In general the service operation is much the same whether or not it executes synchronously or asynchronously. Minor differences in service operation function or input parameters are poindividual service operation below.

TODO: Tie this in with UWS for asynchronous operations.

Note that since a URI pathname segment is appended to the service baseURL the service baseURL may not contain any HTTP GET parameters, and must be a fixed URI.

3.3.2 Parameters

Parameters may appear in any order. If the same parameter appears multiple times in a request the operation is undefined (if alternate values for a parameter are desired the range-list syntax may be used instead). Parameter names are case-insensitive. Parameter values are case-sensitive unless defined otherwise in the description of an individual parameter.

All service operations define the following standard parameters, which are part of the basic service profile:

REQUEST
The request or operation name (mandatory).
VERSION
The version number of the interface (optional).

The REQUEST parameter specifies the service operation to be executed. VERSION allows a specific version of the interface to be requested. The values of both the REQUEST and VERSION parameters are case-insensitive.

A given service instance may support multiple versions of the SimDAP interface, and by default the service assumes the highest standard version which is implemented (access to any experimental versions supported by a service requires explicit specification of the version by the client). Explicit specification of the interface version assumed by the client is necessary to ensure against a runtime version mismatch, e.g., if the client caches the service endpoint but a newer version of the service is subsequently deployed. If desired the client can omit the VERSION parameter to disable runtime version checking, and default to the highest version standard interface implemented by the service.

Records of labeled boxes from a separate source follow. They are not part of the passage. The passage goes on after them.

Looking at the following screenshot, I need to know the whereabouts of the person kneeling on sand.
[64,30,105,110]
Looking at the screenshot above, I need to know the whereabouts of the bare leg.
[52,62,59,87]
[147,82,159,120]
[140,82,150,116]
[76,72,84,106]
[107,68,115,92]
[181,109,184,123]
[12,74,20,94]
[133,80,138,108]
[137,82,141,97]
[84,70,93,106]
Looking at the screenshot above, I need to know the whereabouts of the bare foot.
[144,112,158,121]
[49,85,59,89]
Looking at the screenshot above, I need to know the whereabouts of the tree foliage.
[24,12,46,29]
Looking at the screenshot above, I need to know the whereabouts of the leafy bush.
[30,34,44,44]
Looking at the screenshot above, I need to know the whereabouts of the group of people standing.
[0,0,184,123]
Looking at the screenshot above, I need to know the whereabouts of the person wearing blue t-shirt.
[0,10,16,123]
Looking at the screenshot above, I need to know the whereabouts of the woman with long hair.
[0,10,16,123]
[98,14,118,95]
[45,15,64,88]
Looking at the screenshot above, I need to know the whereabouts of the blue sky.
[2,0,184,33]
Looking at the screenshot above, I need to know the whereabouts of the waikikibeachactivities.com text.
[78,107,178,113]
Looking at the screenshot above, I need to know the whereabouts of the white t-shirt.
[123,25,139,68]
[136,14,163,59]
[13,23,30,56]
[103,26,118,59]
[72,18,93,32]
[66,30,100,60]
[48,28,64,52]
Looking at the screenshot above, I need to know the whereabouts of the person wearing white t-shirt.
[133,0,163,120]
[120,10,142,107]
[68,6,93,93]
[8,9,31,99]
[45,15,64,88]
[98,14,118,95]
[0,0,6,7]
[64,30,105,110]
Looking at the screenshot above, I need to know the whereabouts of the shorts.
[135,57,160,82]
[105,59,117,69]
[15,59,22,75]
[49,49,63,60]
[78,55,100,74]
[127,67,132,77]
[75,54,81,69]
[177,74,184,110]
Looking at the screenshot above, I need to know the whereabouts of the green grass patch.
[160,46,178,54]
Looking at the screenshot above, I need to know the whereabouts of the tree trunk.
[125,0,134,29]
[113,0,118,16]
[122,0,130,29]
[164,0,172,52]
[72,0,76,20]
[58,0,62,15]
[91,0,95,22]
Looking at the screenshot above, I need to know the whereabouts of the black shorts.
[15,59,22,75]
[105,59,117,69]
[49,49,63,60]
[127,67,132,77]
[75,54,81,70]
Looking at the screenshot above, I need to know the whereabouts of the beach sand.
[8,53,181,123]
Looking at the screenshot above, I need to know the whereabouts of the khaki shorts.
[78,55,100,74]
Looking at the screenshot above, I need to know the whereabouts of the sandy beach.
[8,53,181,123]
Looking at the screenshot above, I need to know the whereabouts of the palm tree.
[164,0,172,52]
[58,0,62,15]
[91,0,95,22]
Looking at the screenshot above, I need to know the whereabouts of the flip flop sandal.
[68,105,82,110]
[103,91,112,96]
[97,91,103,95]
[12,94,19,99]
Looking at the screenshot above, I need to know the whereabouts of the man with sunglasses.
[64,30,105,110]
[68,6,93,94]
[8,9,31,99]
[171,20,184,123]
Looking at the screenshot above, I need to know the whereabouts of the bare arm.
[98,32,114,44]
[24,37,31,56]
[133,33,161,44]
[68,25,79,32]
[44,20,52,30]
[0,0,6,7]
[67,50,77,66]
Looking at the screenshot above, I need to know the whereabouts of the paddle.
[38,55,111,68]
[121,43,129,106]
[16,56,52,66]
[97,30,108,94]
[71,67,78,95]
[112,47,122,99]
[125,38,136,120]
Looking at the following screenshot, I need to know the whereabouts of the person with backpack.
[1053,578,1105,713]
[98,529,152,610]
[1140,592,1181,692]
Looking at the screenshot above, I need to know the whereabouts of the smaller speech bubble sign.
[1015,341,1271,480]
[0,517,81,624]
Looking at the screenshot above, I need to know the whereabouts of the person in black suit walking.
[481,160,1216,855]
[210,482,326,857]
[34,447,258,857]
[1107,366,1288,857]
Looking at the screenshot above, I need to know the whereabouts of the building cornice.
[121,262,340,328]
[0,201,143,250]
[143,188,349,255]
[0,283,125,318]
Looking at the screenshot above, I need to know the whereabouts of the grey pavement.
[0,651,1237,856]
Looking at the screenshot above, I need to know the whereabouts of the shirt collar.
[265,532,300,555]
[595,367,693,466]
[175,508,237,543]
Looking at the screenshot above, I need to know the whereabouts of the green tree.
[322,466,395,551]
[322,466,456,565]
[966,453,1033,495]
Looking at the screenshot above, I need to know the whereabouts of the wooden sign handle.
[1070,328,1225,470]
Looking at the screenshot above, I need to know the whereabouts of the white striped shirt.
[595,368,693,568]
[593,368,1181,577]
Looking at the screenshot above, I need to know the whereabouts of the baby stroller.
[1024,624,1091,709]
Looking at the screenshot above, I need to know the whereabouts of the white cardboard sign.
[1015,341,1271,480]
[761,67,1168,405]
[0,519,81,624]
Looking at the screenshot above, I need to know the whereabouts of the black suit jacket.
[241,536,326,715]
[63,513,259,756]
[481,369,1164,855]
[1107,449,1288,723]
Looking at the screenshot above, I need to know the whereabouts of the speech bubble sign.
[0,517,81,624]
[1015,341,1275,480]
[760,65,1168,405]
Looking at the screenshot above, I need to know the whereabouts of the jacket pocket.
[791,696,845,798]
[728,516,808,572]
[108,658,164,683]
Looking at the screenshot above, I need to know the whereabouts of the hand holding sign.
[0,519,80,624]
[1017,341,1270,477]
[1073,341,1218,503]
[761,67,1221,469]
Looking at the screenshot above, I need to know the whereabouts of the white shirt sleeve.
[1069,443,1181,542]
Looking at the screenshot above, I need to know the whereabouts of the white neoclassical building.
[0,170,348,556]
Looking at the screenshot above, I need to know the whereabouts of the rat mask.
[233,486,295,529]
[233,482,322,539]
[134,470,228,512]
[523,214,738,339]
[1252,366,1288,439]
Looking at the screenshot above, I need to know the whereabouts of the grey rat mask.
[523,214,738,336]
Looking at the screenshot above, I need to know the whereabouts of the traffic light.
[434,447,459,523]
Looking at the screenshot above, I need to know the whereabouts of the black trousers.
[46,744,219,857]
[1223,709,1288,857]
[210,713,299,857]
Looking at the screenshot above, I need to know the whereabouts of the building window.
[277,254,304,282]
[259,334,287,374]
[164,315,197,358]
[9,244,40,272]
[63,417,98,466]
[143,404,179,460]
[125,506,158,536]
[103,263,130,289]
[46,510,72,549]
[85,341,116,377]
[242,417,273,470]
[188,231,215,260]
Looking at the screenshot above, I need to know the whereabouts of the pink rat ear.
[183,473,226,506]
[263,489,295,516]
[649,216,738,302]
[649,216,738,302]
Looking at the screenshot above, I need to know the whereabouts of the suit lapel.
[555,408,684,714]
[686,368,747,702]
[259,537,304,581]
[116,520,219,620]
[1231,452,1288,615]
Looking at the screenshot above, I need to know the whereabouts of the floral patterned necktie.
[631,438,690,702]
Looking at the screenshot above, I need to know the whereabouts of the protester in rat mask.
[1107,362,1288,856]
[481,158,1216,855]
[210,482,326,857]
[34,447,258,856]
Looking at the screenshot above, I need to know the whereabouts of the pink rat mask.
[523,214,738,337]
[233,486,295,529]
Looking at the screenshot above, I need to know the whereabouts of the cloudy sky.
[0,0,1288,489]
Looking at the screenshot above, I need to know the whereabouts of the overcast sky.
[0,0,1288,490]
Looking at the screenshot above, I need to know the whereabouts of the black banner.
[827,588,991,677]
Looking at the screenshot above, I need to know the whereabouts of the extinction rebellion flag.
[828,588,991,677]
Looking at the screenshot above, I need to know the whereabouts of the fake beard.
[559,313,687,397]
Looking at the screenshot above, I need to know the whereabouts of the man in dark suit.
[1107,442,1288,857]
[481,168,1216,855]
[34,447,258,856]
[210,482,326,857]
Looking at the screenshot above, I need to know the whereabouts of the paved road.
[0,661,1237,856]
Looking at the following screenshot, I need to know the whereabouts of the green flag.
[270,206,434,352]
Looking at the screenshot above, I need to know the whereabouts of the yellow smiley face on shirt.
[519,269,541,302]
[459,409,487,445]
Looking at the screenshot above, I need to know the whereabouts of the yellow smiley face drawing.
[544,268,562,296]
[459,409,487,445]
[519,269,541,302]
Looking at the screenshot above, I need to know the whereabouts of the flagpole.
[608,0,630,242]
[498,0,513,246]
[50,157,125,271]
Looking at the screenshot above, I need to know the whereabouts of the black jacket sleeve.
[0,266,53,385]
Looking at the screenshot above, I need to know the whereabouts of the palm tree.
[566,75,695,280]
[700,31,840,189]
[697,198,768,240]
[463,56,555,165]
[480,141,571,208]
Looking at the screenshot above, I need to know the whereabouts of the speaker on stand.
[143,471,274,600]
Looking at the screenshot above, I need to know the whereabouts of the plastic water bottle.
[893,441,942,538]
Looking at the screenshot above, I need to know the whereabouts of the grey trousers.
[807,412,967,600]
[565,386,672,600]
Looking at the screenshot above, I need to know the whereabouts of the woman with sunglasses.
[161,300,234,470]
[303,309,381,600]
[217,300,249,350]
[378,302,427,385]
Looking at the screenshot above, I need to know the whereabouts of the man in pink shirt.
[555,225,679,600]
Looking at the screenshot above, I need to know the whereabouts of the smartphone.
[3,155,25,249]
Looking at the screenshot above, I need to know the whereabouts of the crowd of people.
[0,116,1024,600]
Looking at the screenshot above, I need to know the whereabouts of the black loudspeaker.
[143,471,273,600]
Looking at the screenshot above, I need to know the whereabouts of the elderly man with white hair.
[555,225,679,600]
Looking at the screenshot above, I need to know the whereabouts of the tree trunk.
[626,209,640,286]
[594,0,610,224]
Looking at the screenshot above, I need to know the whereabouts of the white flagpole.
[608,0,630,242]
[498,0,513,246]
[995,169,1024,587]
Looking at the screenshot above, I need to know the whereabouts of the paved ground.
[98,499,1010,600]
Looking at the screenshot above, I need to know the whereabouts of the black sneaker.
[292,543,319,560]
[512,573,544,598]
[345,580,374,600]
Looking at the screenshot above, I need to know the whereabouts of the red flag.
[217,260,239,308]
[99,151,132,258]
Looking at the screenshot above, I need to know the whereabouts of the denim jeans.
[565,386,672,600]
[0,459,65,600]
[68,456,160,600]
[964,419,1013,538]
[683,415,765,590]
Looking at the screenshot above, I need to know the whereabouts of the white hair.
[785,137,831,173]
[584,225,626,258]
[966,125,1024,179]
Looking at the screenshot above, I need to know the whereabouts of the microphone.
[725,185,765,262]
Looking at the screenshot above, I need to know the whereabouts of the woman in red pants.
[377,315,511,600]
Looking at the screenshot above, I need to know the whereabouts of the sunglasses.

All other request parameters are defined separately for each operation.

3.3.3 Parameter Values

Integer numbers are represented as defined in the specification of integers in XML Schema Datatypes. Real numbers are represented as specified for double precision numbers in XML Schema Datatypes. Sexagesimal formatting is not permitted, either for parameter input or in formal output metadata, other than in ISO 8601 formatted time strings (sexagesimal format is permitted in any informal output intended for a human, e.g., text or HTML formatted tables).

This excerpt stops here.